大长老心头一紧,暗忖他难不成要拿捏作为人质,谨慎道:有一名弟子凌妤。
凌妤李烟景指尖轻叩衣袍,
名字耳熟,那就让她来旧宗学习宗主事务吧,也好让叶熙分些担子,不让她事事亲力亲为,好专心修炼。

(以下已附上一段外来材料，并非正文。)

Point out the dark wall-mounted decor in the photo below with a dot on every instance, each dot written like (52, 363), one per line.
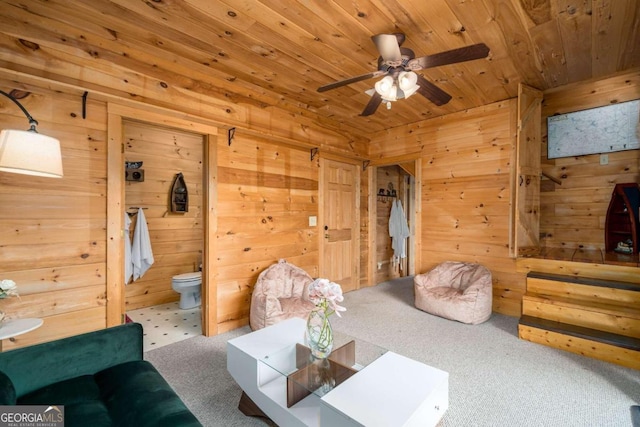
(136, 175)
(179, 194)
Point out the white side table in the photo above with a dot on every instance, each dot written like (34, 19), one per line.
(12, 328)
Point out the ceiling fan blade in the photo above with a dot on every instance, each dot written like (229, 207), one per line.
(432, 92)
(350, 80)
(467, 53)
(373, 104)
(387, 45)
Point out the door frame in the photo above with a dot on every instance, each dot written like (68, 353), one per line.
(415, 212)
(116, 115)
(355, 234)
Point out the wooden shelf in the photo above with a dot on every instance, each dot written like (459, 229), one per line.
(622, 218)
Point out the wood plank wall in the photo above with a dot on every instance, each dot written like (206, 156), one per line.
(53, 231)
(465, 191)
(53, 241)
(573, 213)
(177, 239)
(266, 194)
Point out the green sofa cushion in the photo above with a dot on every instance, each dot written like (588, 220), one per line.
(137, 395)
(83, 405)
(7, 390)
(99, 377)
(130, 394)
(31, 368)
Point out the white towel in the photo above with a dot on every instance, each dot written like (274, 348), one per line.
(128, 263)
(141, 253)
(398, 230)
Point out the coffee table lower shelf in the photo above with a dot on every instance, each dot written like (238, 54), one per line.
(392, 390)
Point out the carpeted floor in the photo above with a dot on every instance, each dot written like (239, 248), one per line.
(495, 378)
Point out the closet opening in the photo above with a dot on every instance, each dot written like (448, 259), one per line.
(394, 217)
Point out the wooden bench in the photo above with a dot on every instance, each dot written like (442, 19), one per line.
(592, 317)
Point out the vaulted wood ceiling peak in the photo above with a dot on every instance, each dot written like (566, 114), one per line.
(265, 53)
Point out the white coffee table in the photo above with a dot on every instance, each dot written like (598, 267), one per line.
(391, 390)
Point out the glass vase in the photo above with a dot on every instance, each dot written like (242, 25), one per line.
(319, 335)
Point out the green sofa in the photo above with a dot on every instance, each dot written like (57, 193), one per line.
(99, 377)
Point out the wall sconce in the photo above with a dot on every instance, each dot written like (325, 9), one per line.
(28, 152)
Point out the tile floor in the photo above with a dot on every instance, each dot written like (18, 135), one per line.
(167, 323)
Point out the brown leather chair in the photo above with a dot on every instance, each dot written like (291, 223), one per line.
(459, 291)
(281, 292)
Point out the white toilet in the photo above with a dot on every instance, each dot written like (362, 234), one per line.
(188, 286)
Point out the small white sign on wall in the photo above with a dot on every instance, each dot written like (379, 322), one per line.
(597, 130)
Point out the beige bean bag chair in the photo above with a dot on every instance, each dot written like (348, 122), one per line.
(281, 292)
(455, 290)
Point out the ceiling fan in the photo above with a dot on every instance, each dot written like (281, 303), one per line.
(398, 65)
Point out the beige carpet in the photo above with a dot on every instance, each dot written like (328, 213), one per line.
(495, 378)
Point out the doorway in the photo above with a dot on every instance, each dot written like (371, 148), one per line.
(340, 223)
(191, 248)
(392, 184)
(156, 158)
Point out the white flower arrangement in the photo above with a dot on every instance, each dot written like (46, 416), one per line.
(326, 295)
(8, 288)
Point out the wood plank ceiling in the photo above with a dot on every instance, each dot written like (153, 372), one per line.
(278, 52)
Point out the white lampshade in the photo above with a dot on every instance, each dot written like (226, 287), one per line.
(30, 153)
(407, 82)
(386, 88)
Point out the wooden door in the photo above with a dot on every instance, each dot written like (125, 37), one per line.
(526, 201)
(339, 195)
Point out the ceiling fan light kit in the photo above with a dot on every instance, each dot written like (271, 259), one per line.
(398, 67)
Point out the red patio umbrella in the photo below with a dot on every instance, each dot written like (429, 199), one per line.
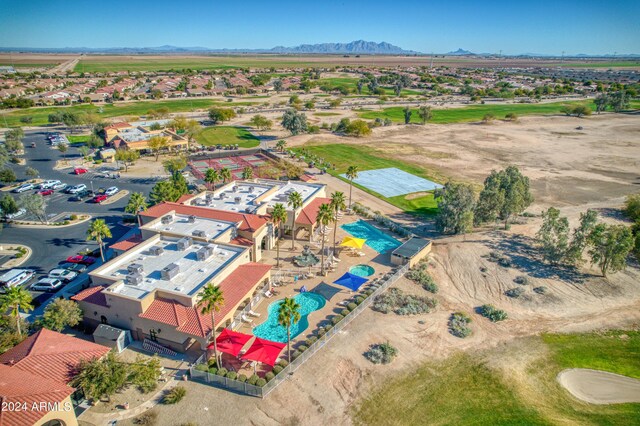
(231, 342)
(264, 351)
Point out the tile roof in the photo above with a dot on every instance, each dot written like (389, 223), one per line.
(93, 295)
(309, 214)
(51, 355)
(250, 222)
(189, 320)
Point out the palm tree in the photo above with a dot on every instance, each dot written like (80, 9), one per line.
(278, 217)
(211, 176)
(98, 231)
(137, 203)
(295, 202)
(326, 215)
(16, 298)
(352, 173)
(337, 203)
(288, 314)
(211, 300)
(225, 174)
(247, 173)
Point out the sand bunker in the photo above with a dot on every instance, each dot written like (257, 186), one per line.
(600, 387)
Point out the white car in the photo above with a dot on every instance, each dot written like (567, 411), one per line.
(63, 275)
(47, 284)
(77, 188)
(111, 191)
(24, 187)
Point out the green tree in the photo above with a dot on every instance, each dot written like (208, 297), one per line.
(456, 204)
(61, 313)
(278, 218)
(609, 247)
(288, 314)
(295, 202)
(98, 231)
(352, 173)
(15, 299)
(211, 300)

大长老彻底怔在原地,他原以为李烟景别有图谋,没曾想竟是委以重任!
李烟景淡淡道:你也不必回主宗了,留在旧宗教导凌妤,兼任五宗巡查使,
除旧宗外,可在各分宗安插心腹,若有要事,十息内报予叶熙。
大长老内心狂喜——这分明是凌驾诸宗宗主之上,成为老祖之下第一人啊!
他躬身几乎贴地:晚辈必不负重托!
李烟景目光扫过在场几位长老:你们也协助大长老行事吧。
众人正要谢恩,却听他轻飘飘补了一句:将来若集体叛变,我倒省得逐个追杀了,一并清理了。
寒风骤起,几位长老冷汗涔涔。
大长老急声立誓:绝无可能!我等对天起誓——
李烟景这手打一巴掌给颗甜枣的手段确实见效——
众人既心怀畏惧,又难掩对权力的渴望,短短几句话间,他们的地位已翻天覆地。
李烟景信步闲逛,随意打量着四周。
大长老始终微低着头,姿态恭敬至极。
忽然,李烟景指向远处一群垂头丧气的人问道:那些是?
大长老回头瞥了一眼,身旁长老连忙递上竹简:回太上长老,是未检测出灵根之人。
如何安置?
发放灵石,由修士护送回原籍安居乐业,或留在海渊城自谋生计。
大长老苦笑:这些都是伪灵根,与凡人命元根基无异,修炼起来事倍功半,终其一生难有寸进
李烟景望着那群失落的少年,忽然道:
其他分宗应当比旧宗规模更大,尤其是当年的冥剑宗旧址,怕是广阔数倍有余,我昔日杀游历时见过。
他顿了顿,将这些伪灵根者送往各分宗吧,
打理药园、看守经阁,总归是条出路,既然有向道之心,便不该轻言放弃,
至于全无灵根者,按旧例安置即可。
大长老躬身应下,挥手示意执事去办。
此时,一个黝黑少年突然扑通跪地,连磕三个响头:多谢老祖开恩!多谢老祖!
李烟景垂眸:你叫何名?
少年抬头,眼眶发红:张虎!我叫张虎!
李烟景衣袂无风自动,努力修行从点滴做起,若实在无缘仙途便回家安稳度日罢。
话音未落,人已凌空而起,大长老急忙御风跟上,留下身后一群少年仰望着那道渐远的蓝影。
张虎紧握双拳,眼中燃起灼灼火光——
终有一日,我也要成为如您这般至善至强的存在!
这个信念,自此贯穿了他漫漫仙途的每一处足迹。
几个时辰的巡视后,李烟景独自返回叶熙的庭院,摇头轻笑:
这叶熙管理风格跟她爹真是一个模子刻出来的。
刚踏入庭院却是一愣——原本在中央盘膝修炼的叶熙不见踪影!
他神识下意识扫过内室,又猛地收回。